Chaitanya Mahaprabhu and Guru Nanak both met at Puri and spent some time there. This incident is recorded in Chaitanya Bhagbat of Iswar Das written in Oriya in 17th Century.
The author, Ishvar Das, was one of Mahaprabhu’s close associates in Puri, and the only biographer to mention the event, perhaps because the meeting was brief and only the eyewitness devotees of Puri knew about it.
Ishvar Das writes: (Ishvar Das’s Chaitanya Bhagavat, Adhyaya 61).
Kirtan madyare vihar
Nanak Saranga ye dui
Rupa Sanatana duibhai
Jagai Madhai ekatra
Kirtan Karanti Nritya
“In the congregational singing led by Shri Chaitanya in Nagar Purushottama (Puri dham), Nanak and Saranga (another name for Mardana who played the sarangi), the two bothers Rupa and Sanatana along with Jagai and Madhai also joined in. Gopal Guru, for whom Guru Nanak had deep affection, was there as well, along with Nityananda Prabhu, who was considered an incarnation of Balarama. They all relished the kirtan at Jagannath Puri.”
(Ishvar Das’s Chaitanya Bhagavat Adhyaya 64).
A popular legend is told of how Guru Nanak was entering the temple of Lord Jagannath, he met Sri Chaitanya Mahaprabhu who was coming out. Both offered pranams to each other. Then Nanak turned and started to leave the temple. Mahaprabhu asked him why he was not going inside to have darshan. Guru Nanak replied ‘I have already seen the Lord’.
According to Padmabhushan Dr. Durgadas Basu, a National Research Professor, Guru Nanak was given mantra diksha by non other than Prabhu Nityananda while the latter was traveling through Bangladesh (Bengal).
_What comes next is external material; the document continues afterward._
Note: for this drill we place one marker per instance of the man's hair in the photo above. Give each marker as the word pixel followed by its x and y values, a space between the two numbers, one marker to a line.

That Sri Nanak was a ‘mantra shishya’ of Nityananda Prabhu has been written down in his autobiography and the last chapter of the Guru Grantha Sahib, while elaborating the greatness and glory of the holy ‘Naam’.
In the Granth Sahib, it is written:
“Swasi grasi harinam samali
Simar bus vishwambhar ak”
"In order to attain salvation, one must chant the holy name of Ram, Hari or Vishwambhar."